FLICKR, NIAID

Antibiotics are known to influence the growth of bacteria in the human body. But new research led by a team at the European Molecular Biology Laboratory (EMBL) in Germany suggests that more than 200 non-antibiotic medicines with human-cell targets, from anti-inflammatory drugs to antipsychotic compounds, can also trigger changes. The findings were published yesterday (March 19) in Nature.

To explore the microbiome’s response to non-antibiotic drugs, the researchers individually tested nearly 1,200 medications—835 of which have human-cell targets—on 38 species of gut bacteria in vitro.

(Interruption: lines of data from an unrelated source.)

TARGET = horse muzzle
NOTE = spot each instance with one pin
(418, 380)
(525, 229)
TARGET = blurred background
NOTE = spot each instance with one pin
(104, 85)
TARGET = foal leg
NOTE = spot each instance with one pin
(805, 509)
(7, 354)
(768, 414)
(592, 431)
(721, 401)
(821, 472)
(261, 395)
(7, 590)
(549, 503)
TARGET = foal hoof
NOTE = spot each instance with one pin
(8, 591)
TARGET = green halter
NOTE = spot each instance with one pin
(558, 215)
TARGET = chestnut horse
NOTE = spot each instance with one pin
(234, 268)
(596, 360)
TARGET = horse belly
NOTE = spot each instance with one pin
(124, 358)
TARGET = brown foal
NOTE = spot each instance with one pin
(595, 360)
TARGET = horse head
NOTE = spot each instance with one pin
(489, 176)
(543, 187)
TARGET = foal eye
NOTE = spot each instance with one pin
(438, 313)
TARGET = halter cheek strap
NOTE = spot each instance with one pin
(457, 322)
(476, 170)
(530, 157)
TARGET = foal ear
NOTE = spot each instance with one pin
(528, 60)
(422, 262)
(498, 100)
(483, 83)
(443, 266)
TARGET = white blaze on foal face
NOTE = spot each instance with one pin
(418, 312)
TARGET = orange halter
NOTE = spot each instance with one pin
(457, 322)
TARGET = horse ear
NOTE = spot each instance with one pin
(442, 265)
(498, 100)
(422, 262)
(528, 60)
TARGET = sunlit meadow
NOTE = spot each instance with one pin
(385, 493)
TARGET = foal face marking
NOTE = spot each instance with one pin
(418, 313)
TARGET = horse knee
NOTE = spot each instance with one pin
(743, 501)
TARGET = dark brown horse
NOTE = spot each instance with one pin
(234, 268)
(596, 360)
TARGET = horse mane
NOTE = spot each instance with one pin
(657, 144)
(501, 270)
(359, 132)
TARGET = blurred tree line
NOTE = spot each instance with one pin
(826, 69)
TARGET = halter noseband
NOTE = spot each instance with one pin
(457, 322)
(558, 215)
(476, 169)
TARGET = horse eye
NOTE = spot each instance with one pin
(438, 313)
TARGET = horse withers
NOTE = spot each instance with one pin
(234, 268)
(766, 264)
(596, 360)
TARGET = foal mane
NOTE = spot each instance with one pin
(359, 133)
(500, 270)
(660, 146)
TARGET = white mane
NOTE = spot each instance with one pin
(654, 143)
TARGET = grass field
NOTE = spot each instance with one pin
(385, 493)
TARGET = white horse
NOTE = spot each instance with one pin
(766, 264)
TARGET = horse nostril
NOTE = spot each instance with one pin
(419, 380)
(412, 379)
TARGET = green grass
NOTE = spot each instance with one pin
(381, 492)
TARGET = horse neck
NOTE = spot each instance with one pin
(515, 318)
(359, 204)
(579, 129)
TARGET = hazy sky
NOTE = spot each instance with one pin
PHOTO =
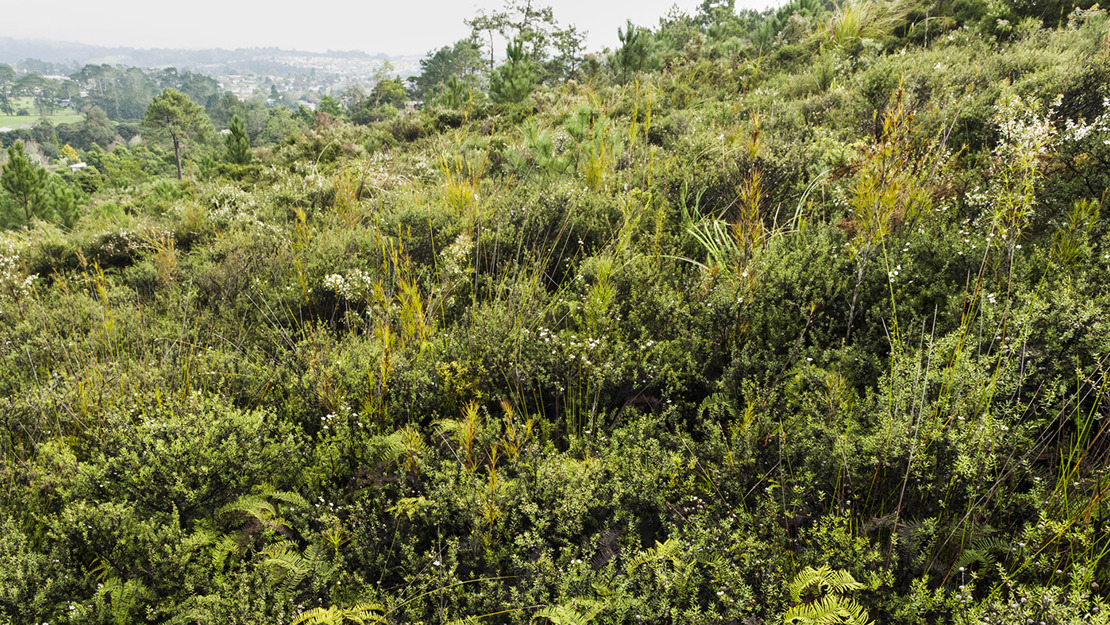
(401, 27)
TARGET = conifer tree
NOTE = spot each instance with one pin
(514, 80)
(173, 114)
(24, 182)
(238, 142)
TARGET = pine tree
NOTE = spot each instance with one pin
(514, 80)
(24, 182)
(239, 143)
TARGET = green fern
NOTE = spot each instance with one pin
(568, 615)
(361, 613)
(829, 607)
(667, 551)
(290, 568)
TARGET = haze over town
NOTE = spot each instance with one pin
(391, 28)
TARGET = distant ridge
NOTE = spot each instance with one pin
(13, 51)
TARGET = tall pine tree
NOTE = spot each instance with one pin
(24, 183)
(238, 142)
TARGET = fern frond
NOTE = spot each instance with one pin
(567, 615)
(670, 550)
(363, 613)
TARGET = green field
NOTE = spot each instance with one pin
(62, 116)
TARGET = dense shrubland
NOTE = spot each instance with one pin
(804, 318)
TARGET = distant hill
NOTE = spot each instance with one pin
(60, 57)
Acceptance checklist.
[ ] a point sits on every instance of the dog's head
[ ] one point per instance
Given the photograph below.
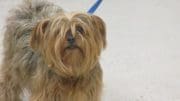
(70, 44)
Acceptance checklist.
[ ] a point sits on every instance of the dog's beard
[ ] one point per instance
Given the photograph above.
(72, 57)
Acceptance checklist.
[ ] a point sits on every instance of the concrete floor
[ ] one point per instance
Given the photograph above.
(142, 60)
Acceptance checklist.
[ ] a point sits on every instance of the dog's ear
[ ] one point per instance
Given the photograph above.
(100, 27)
(37, 35)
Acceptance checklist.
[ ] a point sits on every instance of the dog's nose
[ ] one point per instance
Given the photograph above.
(71, 39)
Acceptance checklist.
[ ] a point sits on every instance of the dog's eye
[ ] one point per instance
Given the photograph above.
(79, 30)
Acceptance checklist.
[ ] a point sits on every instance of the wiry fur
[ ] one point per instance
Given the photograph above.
(38, 57)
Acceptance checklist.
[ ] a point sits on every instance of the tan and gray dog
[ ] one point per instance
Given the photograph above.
(51, 53)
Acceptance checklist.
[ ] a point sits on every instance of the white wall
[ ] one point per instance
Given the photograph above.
(142, 60)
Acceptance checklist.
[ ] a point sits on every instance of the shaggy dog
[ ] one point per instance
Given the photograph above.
(52, 53)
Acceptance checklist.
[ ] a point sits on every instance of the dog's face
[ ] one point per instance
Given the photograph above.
(70, 44)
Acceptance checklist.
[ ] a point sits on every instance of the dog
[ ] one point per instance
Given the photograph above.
(52, 54)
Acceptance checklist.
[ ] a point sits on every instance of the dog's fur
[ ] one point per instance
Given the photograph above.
(51, 53)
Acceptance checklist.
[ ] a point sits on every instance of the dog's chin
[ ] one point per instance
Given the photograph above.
(72, 56)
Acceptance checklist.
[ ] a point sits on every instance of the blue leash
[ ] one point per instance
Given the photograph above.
(94, 7)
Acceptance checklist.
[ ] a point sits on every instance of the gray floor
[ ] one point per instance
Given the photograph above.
(142, 60)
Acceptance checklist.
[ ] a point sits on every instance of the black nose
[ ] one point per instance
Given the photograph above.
(70, 39)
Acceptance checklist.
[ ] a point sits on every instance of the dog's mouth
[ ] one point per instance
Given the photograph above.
(73, 48)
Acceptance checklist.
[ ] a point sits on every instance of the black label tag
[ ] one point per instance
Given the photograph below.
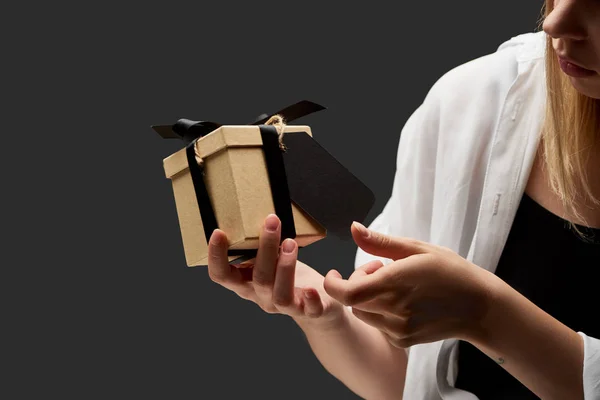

The team found that around a quarter of medications with human targets, and 27 percent of the drugs over all, at least partially inhibited growth in one or more of the bacteria species. “For us, that was much more than we expected,” study coauthor Athanasios Typas of EMBL tells STAT News.

The effects of these changes are unclear, but are not...

The researchers also found a connection between bacterial species that were unaffected by the tested therapies and species that were resistant to antibiotics, raising the possibility that non-antibiotic drugs could contribute to antibiotic resistance. “Antibiotic resistance emergence is quite a big health risk at the moment worldwide,” study coauthor Kiran Patil of EMBL tells The Guardian. “I think aspects that could contribute to this emergence should be looked at very seriously.”

In the meantime, the study highlights the extent to which many medications can influence the human microbiome, John Cryan, a neuropharmacologist at University College Cork in Ireland who was not involved in the study, tells The Guardian. “Moving forward,” he says, “we cannot ignore the microbiome when we talk about drug action in the body.”